Our lives today??

Late night grocery run and I’m only inside for 30 minutes. He was sitting on the bench outside when I went in, and still there when I came back out.

Put my groceries in the car, glance over at him and as I drive out, I roll down the window, lean out and ask, “Do you need a ride?” He responds, “Oh, yes!” When I say, “Where are you going?” he points up with his arm, in a vague direction towards 122nd, so I say…”Hop in!”

Immediately he says, “Oh, no, no…it’s okay!! My brother is coming to pick me up in a bit!” I’m not entirely sure that’s true, as he looks completely surprised that I even spoke to him, and even more so, that I offered a ride. He shakes his head and insists his brother will be there soon, so I say, “If you’re sure,” wave to him and drive off.

In that brief few moments of interaction, several things occur to me. In our society today (and for the most part, in the last many years), we’ve lived an insular life. We go to and from school, work, store, sports activities, school programs, etc—the normal day to day routine that becomes our lives. On occasion, we nod our heads; comment going to and from an event; smile and step aside; it all becomes rote as we move about within our lives.

Not in any way trying to take away from the majority of us who simply have such busy lives that it’s near impossible to interact with those around us–but quite simply, just plain recognizing that there are so many of us and so many different day to day interactions that are just missed because we’re so caught up in our world.

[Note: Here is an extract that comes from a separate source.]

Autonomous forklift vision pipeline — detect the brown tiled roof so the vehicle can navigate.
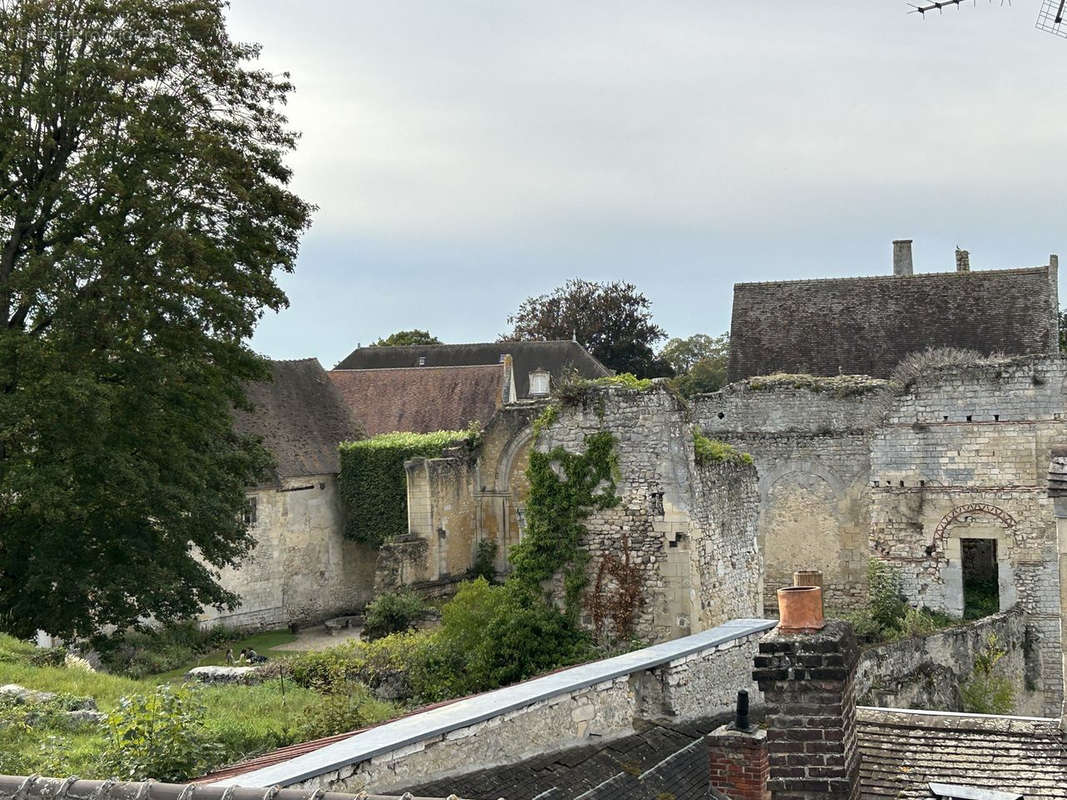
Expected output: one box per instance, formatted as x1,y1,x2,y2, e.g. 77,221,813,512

I’m just as guilty of it as the next person. I recently returned from a two week adventure with my middle child—who has started a career as a long haul truck driver. With absolutely nothing to do (I don’t have a Commercial Drivers License) but be a passenger, it gave me more than ample time to look at things from an entirely different viewpoint.

I took a shit ton of pictures and almost immediately posted them to my Instagram account. I was able to have long, drawn out discussions, talks and disagreements with my child…all while moving down the highway towards the next truck yard or load drop. I was able to peruse the road, roadside attractions, and really look at things that one never looks at when whipping down the road on the way to or from work. It’s really amazing what attracts your attention and what you focus on when you have literally nothing else to do!

I’m extremely fortunate in that I have a wonderful relationship with my two youngest children, so the idea of going on vacation with them…while seeming to be kind of odd to most people…is completely within the normal realm with my kiddos and myself. We have fun!! We share, we laugh, we mug for the cameras, we swap stories, we argue, we get down and dirty and then we hug, laugh and make up!! One of the truly terrific parts of being a mother is that I get to share so much of my life with them and they aren’t at all embarrassed or ashamed or put out that we do spend this time together. The youngest is 22 and the middle child (the truck driver) is 24…will be 25 in just a month.

I treasure each moment that I get to spend with them, and I’m realistic enough to see that it won’t be long before their lives will take over and a boyfriend or girlfriend will become more important and my time with them will become much more limited. It’s okay…it’s the natural course of things. But, as with my vacation with my child, I find it’s become easier and easier to interact and just talk to complete strangers when we stopped!! Is that odd?? Of course not, but most people avert their heads, turn away or just ignore those in passing.

As an introvert in my youth, I found it very hard to put myself out there. The thought of speaking to a stranger, much less offering them a ride would never have occurred to me, and if I’d thought about it, would probably have actually terrified me!! As I’ve gotten older, less inhibited maybe, or just more assured…I have no compunctions about talking to a complete stranger. I will ask questions about random things…clothes, hairstyles, handbags, random grocery items…no matter what, I seem to have no issue whatsoever with just talking to people. Maybe I’m finally realizing just what I was missing in my youth and am finally making up for it. Who knows!

The young man at the grocery store was pretty surprised, shocked and maybe even a little delighted that a complete stranger would offer him a ride. He insisted that someone was coming for him; if that was true, then fine. If not, then he had the pleasure of knowing, for just one brief moment, that someone he did not know and would probably never see again…offered him a ride home.

It truly is the small things, the random things, the things that hopefully set us apart from the everyday mundane, that makes us a part of the greater community. I hope I never shy away from doing the friendly, compassionate thing and I hope that each of you can, from time to time, find that compassion within yourselves as well.